As the New York Times recounted that spring, the plan to gut the IRS advocated by Phil Gramm and his allies was a popular political gambit, but almost certain to create incentives for tax evasion:
Mr. Gramm spoke at length of how he had ''no confidence'' in the I.R.S., remarks that were in sharp contrast to those of every other senator, who emphasized that the majority of I.R.S. workers were honest and most taxpayers law-abiding.
A variety of tax experts have said in recent weeks that attacks on the I.R.S., which polls show are a potent device to win votes and contributions for Republicans, give comfort to tax cheats and discourage honest taxpayers.
Which, of course, is exactly what happened. IRS staffing was slashed and audits of the wealthy dropped precipitously. As Johnston explained:
In 1999, for the first time, the poor were more likely than the rich to have their tax returns audited. The overall rate for people making less than $25,000 a year was 1.36%, compared with 1.15% of returns by those making $100,000 or more...Over the previous 11 years audit rates for the poor had increased by a third, while falling 90 percent for the top tier of Americans.
By 2006, as the New York Times reported, "Over the last five years, officials at both the I.R.S. and the Treasury have told Congress that cheating among the highest-income Americans is a major and growing problem." By 2010, estimates put the tax gap, that is, revenue lost to evasion, fraud and underreporting, as high as $500 billion a year.

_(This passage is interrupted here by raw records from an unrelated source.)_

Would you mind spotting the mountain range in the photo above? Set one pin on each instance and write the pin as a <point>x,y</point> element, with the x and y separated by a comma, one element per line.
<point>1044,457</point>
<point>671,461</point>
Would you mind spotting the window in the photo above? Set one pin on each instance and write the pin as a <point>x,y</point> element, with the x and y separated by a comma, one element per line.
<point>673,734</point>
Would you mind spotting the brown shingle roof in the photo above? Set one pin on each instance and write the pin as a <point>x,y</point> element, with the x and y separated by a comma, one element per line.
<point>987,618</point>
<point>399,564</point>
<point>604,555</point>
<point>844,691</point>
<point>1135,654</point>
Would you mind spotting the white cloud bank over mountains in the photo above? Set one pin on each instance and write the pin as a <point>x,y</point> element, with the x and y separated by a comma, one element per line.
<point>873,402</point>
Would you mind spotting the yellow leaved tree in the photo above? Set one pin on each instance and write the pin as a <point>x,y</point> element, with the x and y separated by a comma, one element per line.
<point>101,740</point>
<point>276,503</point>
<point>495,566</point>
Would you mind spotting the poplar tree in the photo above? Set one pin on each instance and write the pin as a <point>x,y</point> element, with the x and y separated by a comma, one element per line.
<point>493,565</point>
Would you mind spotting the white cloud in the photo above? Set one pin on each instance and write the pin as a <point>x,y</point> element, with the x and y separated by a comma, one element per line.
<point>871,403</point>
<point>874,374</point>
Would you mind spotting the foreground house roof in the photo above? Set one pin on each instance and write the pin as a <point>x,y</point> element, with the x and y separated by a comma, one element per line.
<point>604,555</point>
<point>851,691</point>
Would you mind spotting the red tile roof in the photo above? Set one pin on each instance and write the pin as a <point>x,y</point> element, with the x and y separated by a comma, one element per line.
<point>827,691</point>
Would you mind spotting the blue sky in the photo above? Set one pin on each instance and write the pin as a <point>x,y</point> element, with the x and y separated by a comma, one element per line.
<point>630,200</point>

Mercifully, the Obama administration in the face of continued Republican opposition and budget cuts to the IRS has made progress against tax cheating, especially by the rich. But when it comes to making sure people who flout the insurance mandate pay up, the Massachusetts experience shows it was all business as usual for the government's revenue agency. That is, what Paul LePage calls the Gestapo.